Changing Backend File Parser

Dyfan Jones

Intro

noctua is dependent on data.table to read data into R. This is down to the amazing speed data.table offers when reading files into R. However a new package, with equally impressive read speeds, has come onto the scene called vroom. As vroom has been designed to only read data into R, similarly to readr, data.table is still used for all of the heavy lifting. However if a user wishes to use vroom as the file parser, noctua_options function has been created to enable this:

library(DBI)
library(noctua)

con = dbConnect(athena())

noctua_options(file_parser = c("data.table", "vroom"))

By setting the file_parser to "vroom" then the backend will change to allow vroom’s file parser to be used instead of data.table.

Change back to data.table

To go back to using data.table as the file parser it is a simple as calling the noctua_options function:

# return to using data.table as file parser
noctua_options()

Swapping on the fly

This makes it very flexible to swap between each file parser even between each query execution:

library(DBI)
library(noctua)

con = dbConnect(athena())

# upload data
dbWriteTable(con, "iris", iris)

# use default data.table file parser
df1 = dbGetQuery(con, "select * from iris")
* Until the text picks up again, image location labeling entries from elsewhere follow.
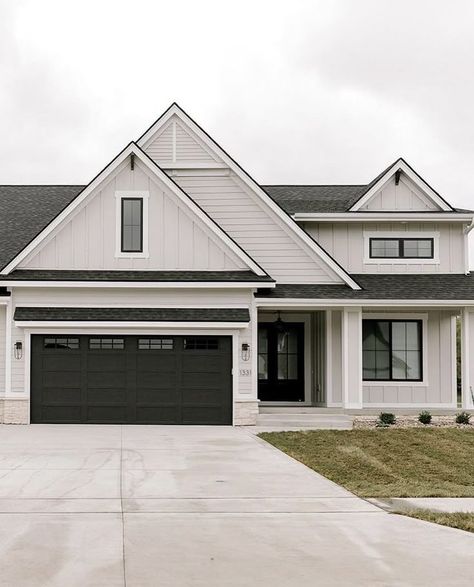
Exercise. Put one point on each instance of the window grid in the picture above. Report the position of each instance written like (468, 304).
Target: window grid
(401, 248)
(106, 344)
(61, 343)
(132, 225)
(155, 344)
(390, 356)
(201, 344)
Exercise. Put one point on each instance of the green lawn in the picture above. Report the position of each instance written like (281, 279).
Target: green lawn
(436, 462)
(460, 520)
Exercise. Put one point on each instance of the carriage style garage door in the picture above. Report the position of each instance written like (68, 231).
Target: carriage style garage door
(131, 379)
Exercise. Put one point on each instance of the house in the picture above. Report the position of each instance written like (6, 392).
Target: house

# use vroom as file parser
noctua_options("vroom")
df2 = dbGetQuery(con, "select * from iris")

# return back to data.table file parser
noctua_options()
df3 = dbGetQuery(con, "select * from iris")

Why should you consider vroom?

If you aren’t sure whether to use vroom over data.table, I draw your attention to vroom boasting a whopping 1.40GB/sec throughput.

Statistics taken from vroom’s github readme

package version time (sec) speed-up throughput
vroom 1.1.0 1.14 58.44 1.40 GB/sec
data.table 1.12.8 11.88 5.62 134.13 MB/sec
readr 1.3.1 29.02 2.30 54.92 MB/sec
read.delim 3.6.2 66.74 1.00 23.88 MB/sec